The Central Intelligence Agency (CIA) once tried to go to very extreme measures to try and gather information from other countries.
One of America’s biggest threats – and long has been – is Russia, with their feud dating back to the Cold War (which began in 1947).
What was then known as the Soviet Union and the US butted heads over a series of different things; from ideologies and politics to the two countries’ race to space.
Amid the tension between the two powerhouses, the CIA hatched a somewhat unconventional plan to find out other countries’ plans.
This was called Project Stargate and saw the CIA begin to investigate the idea of using paranormal phenomena in the military.
Basically, they wanted to train people to be able to do ‘remote viewing’ in a bid to gather information.

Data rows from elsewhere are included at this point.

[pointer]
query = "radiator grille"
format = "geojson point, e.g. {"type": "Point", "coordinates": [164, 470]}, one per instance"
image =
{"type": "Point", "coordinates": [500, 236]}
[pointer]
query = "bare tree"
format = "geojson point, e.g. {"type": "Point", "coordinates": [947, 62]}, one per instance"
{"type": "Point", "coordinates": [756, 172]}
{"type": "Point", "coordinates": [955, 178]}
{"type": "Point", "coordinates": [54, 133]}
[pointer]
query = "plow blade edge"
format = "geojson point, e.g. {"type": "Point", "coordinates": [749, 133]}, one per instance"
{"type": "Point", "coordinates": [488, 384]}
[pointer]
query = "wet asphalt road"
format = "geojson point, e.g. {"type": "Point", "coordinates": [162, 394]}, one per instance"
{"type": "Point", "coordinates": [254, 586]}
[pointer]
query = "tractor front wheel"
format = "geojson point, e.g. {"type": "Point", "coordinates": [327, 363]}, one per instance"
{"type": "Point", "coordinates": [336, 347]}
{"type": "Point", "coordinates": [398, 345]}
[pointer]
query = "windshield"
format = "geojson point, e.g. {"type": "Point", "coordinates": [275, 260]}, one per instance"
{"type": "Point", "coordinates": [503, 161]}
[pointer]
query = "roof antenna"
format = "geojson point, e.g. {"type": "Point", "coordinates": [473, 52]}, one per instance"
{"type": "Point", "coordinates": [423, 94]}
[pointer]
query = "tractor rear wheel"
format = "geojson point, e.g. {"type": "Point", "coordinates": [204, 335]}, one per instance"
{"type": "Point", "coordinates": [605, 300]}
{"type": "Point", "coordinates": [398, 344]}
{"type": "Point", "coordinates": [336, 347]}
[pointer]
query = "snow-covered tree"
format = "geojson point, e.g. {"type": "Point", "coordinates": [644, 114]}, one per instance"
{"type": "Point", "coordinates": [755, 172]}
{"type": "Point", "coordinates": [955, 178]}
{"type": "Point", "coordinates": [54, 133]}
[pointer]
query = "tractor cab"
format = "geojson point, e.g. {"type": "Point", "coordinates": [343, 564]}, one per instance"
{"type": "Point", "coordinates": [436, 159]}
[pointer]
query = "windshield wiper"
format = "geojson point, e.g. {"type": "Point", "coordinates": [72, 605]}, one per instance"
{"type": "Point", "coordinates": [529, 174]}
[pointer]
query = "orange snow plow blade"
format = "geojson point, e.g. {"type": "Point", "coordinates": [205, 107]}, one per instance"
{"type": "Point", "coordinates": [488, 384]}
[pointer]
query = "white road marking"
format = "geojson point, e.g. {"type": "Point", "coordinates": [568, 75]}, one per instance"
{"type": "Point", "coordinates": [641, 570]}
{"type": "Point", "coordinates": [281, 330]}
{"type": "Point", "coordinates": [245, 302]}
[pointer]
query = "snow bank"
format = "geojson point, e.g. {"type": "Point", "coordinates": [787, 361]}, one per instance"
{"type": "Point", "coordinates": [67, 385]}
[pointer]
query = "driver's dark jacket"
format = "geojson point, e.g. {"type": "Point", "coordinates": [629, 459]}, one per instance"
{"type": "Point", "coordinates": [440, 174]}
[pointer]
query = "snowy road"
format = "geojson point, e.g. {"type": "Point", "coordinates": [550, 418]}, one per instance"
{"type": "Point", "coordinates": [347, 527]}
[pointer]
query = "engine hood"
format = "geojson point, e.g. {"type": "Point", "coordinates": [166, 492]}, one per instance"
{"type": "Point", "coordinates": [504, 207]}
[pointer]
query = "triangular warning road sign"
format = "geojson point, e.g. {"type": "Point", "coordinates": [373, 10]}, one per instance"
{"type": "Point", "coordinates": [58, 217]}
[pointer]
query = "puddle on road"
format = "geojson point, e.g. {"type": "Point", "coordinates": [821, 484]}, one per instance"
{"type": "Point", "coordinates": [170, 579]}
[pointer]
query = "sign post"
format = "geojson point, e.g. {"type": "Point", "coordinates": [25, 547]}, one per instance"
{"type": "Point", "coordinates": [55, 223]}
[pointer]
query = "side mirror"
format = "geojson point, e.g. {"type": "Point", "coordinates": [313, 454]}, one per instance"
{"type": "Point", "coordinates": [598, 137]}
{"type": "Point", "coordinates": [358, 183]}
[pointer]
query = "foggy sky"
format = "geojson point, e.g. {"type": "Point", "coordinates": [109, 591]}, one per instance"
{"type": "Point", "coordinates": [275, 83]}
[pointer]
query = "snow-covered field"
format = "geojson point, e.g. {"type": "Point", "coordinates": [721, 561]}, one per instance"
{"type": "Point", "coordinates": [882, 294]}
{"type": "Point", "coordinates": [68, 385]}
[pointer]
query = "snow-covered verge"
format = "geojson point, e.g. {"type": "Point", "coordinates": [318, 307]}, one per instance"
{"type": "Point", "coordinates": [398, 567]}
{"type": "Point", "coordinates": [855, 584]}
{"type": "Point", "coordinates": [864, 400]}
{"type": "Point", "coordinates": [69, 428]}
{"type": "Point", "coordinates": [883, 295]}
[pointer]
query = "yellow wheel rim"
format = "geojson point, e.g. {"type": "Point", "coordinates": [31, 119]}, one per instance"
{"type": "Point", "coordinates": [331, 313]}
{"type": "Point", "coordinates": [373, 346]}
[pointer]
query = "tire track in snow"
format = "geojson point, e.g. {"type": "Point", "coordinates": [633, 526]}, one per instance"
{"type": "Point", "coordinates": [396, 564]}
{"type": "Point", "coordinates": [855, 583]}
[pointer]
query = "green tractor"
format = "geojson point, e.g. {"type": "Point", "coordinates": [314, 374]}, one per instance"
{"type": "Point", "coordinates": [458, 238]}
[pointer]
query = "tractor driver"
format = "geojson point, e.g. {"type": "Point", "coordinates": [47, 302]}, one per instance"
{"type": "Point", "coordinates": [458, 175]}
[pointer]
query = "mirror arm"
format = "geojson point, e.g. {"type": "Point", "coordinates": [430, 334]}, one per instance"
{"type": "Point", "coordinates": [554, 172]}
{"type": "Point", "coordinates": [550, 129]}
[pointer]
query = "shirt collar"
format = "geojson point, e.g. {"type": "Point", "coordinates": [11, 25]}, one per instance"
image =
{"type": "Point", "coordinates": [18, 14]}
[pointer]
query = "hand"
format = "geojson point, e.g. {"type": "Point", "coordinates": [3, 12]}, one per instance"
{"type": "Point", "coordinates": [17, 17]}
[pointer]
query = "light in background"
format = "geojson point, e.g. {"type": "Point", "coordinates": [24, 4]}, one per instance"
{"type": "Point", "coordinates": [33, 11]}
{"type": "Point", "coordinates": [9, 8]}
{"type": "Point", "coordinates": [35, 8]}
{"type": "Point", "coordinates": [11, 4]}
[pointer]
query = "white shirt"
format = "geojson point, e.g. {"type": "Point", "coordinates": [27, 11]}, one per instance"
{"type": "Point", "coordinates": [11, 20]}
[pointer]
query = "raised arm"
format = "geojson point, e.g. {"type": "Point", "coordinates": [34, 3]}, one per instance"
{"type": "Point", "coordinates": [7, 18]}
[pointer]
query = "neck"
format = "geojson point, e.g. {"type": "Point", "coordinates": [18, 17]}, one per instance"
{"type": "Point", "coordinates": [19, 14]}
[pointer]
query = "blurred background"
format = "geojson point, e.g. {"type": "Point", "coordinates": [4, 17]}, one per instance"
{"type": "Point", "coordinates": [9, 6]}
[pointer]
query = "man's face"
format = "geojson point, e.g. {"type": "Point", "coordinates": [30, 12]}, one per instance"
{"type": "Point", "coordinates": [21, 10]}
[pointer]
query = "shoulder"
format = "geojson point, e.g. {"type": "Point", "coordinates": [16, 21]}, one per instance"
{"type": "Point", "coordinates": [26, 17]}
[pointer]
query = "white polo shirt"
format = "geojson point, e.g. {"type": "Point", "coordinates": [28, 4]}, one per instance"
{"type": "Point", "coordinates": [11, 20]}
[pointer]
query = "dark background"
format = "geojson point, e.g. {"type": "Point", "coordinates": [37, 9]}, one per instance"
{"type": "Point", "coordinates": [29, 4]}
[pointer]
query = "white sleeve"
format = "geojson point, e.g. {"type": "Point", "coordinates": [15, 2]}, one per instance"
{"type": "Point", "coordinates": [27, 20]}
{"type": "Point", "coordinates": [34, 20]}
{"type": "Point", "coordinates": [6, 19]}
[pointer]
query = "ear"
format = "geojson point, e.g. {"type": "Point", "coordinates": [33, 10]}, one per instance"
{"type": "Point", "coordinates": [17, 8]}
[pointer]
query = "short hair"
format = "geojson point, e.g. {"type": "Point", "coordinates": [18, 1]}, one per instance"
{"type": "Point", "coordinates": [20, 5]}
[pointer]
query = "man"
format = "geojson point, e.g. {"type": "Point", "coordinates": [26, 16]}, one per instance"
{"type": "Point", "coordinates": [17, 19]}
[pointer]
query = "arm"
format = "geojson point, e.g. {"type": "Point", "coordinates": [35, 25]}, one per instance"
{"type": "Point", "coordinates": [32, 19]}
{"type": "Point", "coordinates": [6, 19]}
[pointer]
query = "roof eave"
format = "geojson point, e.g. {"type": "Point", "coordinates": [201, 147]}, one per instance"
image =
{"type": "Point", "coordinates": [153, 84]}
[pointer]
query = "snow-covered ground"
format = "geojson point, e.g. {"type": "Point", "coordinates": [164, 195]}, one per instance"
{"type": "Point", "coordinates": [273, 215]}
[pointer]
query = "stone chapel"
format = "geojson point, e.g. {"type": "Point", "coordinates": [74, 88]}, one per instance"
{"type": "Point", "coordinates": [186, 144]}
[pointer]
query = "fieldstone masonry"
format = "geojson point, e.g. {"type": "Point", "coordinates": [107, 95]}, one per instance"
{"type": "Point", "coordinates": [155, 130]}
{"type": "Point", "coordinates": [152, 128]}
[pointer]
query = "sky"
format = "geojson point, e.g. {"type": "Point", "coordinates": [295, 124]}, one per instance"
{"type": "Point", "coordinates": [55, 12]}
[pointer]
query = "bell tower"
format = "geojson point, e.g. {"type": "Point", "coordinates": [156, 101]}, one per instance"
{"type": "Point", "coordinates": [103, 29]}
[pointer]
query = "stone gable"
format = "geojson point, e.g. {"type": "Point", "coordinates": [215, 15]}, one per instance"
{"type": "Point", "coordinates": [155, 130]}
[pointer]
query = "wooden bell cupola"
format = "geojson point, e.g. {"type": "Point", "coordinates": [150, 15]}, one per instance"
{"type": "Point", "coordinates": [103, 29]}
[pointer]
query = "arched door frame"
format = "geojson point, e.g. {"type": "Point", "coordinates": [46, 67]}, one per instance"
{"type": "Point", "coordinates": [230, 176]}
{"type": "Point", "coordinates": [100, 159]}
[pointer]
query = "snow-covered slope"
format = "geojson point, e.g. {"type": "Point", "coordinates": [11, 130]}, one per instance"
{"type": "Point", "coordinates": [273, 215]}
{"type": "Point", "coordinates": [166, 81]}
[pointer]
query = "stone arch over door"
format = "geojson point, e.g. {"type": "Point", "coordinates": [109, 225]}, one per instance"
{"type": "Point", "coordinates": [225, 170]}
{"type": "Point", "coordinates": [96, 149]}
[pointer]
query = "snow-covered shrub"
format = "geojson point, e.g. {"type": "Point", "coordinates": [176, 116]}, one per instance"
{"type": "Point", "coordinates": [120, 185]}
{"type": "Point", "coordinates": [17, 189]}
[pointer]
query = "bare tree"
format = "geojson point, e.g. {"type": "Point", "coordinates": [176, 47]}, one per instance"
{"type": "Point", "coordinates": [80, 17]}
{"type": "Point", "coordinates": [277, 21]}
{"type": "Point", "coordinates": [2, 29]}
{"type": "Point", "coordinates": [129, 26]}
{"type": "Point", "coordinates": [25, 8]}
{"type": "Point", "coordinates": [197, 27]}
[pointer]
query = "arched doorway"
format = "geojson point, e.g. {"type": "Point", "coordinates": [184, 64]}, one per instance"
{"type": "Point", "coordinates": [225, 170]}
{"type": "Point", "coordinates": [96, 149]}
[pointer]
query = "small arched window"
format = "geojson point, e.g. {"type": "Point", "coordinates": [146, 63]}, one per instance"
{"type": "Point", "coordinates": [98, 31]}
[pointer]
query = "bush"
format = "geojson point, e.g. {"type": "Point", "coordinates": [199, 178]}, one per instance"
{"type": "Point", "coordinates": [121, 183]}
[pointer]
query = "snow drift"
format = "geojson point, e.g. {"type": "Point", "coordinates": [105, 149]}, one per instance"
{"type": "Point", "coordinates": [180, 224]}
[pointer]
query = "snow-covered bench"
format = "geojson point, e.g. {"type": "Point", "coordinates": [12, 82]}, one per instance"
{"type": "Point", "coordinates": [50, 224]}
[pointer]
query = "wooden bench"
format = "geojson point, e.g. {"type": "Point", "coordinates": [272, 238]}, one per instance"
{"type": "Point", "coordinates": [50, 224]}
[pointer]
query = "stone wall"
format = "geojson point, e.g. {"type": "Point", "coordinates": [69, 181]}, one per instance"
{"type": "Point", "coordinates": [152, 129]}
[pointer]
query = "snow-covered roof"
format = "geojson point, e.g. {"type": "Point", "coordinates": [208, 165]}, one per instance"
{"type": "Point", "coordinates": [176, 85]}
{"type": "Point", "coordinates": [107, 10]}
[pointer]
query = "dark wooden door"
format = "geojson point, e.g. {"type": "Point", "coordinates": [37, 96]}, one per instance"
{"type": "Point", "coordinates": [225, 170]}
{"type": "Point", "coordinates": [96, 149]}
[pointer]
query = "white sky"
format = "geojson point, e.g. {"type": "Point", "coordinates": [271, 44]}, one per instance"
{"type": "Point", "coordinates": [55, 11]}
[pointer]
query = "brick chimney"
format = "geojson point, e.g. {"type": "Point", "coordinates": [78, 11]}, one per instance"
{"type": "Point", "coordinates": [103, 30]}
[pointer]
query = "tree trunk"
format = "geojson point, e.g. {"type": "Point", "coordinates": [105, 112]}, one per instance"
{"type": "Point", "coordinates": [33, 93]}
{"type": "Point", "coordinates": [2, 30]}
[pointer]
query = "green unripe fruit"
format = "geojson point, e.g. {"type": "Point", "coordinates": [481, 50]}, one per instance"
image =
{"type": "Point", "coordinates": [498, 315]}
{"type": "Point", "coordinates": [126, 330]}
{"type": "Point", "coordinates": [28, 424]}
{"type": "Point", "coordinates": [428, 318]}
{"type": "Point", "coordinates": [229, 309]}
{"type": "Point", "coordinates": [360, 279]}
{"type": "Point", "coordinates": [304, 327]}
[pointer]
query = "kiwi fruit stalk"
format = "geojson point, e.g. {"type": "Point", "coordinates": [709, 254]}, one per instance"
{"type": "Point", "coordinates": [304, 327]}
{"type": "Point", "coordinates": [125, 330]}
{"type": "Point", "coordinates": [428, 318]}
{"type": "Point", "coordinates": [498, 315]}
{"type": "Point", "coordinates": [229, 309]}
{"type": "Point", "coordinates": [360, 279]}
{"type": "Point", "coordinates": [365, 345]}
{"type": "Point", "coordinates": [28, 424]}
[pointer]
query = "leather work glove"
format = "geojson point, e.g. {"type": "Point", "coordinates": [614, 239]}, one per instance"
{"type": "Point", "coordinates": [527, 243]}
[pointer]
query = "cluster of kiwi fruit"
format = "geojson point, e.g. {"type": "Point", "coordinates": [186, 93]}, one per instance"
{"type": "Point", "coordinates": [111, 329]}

“Remote viewing refers to a type of extra-sensorial perception that involves using the mind to ‘see’ or manipulate distant objects, people, events, or other information that are hidden from physical view,” Popular Mechanics explains.
Stargate was taken over by the Defense Intelligence Agency (DIA) in the 1980s, which is when an unusual experiment involving Mars took place.
As per a report titled ‘Mars Exploration May 22, 1984’, the DIA psychologically ‘transported’ someone to Mars.
They did this using astral projection – the concept that a person’s spirit can travel through the astral plane.
The time the subject was supposedly visiting was one million years B.C., and they were verbally given different geographical coordinates supposedly on the Red Planet.
The report, which is said to have been declassified in 2017, recorded what was said when the person in question supposedly mentally went to Mars, while their physical being remained on Earth.
The transcript shows that the individual reported seeing a ‘pyramid or pyramid form’, ‘severe clouds’, and ‘a perception of a shadow of people’.
The subject also was quoted saying: “I just keep seeing very large people. They appear thin and tall, but they’re very large. Ah… wearing some kind of strange clothes.”
Does this mean we actually discovered life on Mars 40 years ago? Who knows.
Project Stargate went on to run until 1995, when it was eventually concluded that ‘remove viewing’ wasn’t particularly useful or successful in gathering information.
Both the DIA and CIA started to declassify documents that were attributed to the project in the run-up to it being shut down so that the scientific credibility of the program could be externally reviewed.
While the findings were ‘compelling’, reviewer Ray Hyman wasn’t convinced that remote viewing was real.
Hyman may have had his reservations, but he did admit that ‘the contemporary findings along with the output of the [Stargate] program do seem to indicate that something beyond odd statistical hiccups is taking place’.